Most of the poorest children in the child support program are born to unmarried mothers. Therefore, the federal legislation mandates that states undertake vigorous efforts to establish paternity when necessary, and then to establish and collect child support. In return, the federal government handsomely subsidizes the states’ efforts. A state that did not comply with the federal requirements would lose federal funds for the Temporary Assistance to Needy Families (TANF) program. Federal welfare policy originally assumed that custodial mothers would stay home to care for their children with support from the state as needed. The welfare reform legislation, passed in 1996, rejected this assumption, replacing it with the norm that virtually all parents, including those with infants, will work. The legislation is founded on the expectation that single parents should be able to support their children through work and child support and without public assistance.

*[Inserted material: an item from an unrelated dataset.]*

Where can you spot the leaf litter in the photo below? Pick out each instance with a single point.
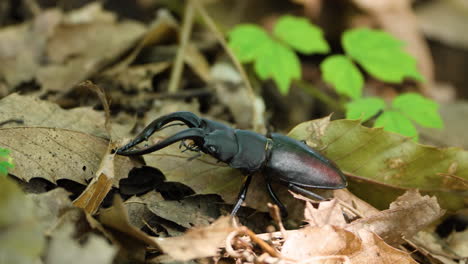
(55, 144)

The 1996 welfare reforms were successful in reducing the number of people receiving TANF, at least until the Great Recession, but considerable evidence shows that the reforms have failed to reduce child poverty. In 1975, the year the legislation creating the child support enforcement program was enacted, 17 percent of children younger than 18 lived below the federal poverty line. The rate rose to 20 percent from the mid-1980s to the mid-1990s and declined to as low at 16 percent in the early years of the twenty-first century. However, in 2009, the rate once again climbed to 20 percent, compared to approximately 14 percent for the country as a whole.
Moreover, information from a longitudinal study of about 5,000 children born in urban areas in the United States, called the Fragile Families and Child Well-Being Study, shows that child support enforcement practices are harmful to many poor non-marital children and their custodial mothers, in some cases reducing economic support from the fathers and disrupting the fathers’ relationships with the children. Given these perverse and harmful effects, I argue that child support enforcement policy and practices as applied to families in which the parents are unmarried and poor should be rethought and reformed.

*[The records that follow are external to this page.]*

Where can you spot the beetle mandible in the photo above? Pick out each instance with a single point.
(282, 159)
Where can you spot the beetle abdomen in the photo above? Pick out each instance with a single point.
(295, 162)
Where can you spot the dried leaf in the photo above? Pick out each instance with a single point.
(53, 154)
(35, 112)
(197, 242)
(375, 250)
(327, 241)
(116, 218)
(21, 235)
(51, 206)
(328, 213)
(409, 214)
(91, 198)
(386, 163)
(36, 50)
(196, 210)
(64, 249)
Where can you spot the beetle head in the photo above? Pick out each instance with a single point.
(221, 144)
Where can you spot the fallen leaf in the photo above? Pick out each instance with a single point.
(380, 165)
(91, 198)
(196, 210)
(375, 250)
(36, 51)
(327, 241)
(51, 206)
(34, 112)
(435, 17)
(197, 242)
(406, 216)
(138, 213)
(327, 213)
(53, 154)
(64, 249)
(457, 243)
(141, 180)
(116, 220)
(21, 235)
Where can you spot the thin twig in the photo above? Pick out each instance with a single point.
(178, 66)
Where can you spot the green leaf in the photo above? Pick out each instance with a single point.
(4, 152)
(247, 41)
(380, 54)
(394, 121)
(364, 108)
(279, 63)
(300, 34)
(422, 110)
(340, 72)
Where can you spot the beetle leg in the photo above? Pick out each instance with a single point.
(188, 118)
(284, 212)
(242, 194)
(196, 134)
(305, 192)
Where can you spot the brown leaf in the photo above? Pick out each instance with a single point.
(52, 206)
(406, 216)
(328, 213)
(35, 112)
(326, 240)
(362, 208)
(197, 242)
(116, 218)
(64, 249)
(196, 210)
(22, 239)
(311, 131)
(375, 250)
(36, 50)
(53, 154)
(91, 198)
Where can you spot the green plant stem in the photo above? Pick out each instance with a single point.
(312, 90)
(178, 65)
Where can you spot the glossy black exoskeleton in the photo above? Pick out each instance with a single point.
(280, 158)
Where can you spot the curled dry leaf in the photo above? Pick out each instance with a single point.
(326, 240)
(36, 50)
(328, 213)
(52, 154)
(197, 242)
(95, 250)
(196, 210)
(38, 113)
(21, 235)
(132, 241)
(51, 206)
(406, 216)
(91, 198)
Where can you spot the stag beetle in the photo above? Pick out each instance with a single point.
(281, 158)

Some aspects of the child support program intended to increase paternity establishment have been very successful. The paternity establishment initiatives have increased the number of children with legal fathers, and more importantly, allow unmarried parents to identify themselves as families. Therefore, these provisions of the program should be retained and strengthened. By the same token, “responsible fatherhood” programs may help absent fathers, particularly young and unmarried ones, learn how to be good fathers and to cooperate with their former mates to raise their children. Therefore, these programs should be encouraged. However, because trying to collect cash child support from poor fathers is largely unsuccessful on its own terms and undermines the relationships between the fathers and their children, these efforts should be curtailed. Instead, the child support program should encourage absent fathers’ efforts to provide for their children voluntarily, both by paying money and by giving non-cash assistance.